Reverse Integration CI
Now that we have some more CI resources, lets get reverse CI setup for some integration tests. We don't have infinite resources, but let's try to get some useful things going.
Specifically my thoughts here are to have CPU reverse integration CI, on 32-core machines. Each integration can have one of these runners [which do need to complete in some reasonable time, tbd]. These won't be considered blocking for PRs (unless they can spit out MWE's for examples of the failure), but can be used to early catch failures (and hopefully prevent any issues before the pop up, and provide some nicer notions of stability).
- [x] Lux @avik-pal could you take a look? (done in #2569)
- [ ] Flux @CarloLucibello, @mcabbott could you take a look?
- [ ] Turing @mhauru could you take a look?
- [x] SciML @ChrisRackauckas could you take a look? (done in #2593)
- [ ] Comrade @ptiede could you take a look? [assuming theres some interesting CPU-only tests]
- [x] DifferentiationInterface @gdalle could you take a look? (done in #2531)
- [ ] Molly @jgreener64 could you take a look? [assuming theres some interesting CPU-only tests] (#2728)
- [ ] Oceananigans @glwagner could you take a look?
- [ ] @MilesCranmer I remember you mentioning something else
- [ ] Chmy/friends @luraess could you take a look? [assuming theres some interesting CPU-only tests]
- [x] Distributions (#2617)
- [x] KernelAbstractions (#2709)
- [ ] MPI (#518)
Very good news! How do you want to do this, one yml file for all packages? GitHub actions or Buildkite? What is your idea of "reasonable time"?

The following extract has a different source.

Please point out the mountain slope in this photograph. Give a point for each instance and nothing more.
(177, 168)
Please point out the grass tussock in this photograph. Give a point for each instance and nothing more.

github actions. Up to either, but currently we have one yml for all integration tests. not sure about reasonable time yet, but it should for sure complete before the rest of Enzyme proper CI, and not hog all the CI VMs
also cc @giordano
One question is: do you want to just execute the full downstream test suite for each package (which would be comprehensive but may be very compute intensive and run loads of unrelated tests), or just have smaller test scripts to be included here which represent relevant workloads?
I think we want to have smaller test scripts that are isolated to just enzyme-related tests [and to the extent possible, direct calls to Enzyme fns].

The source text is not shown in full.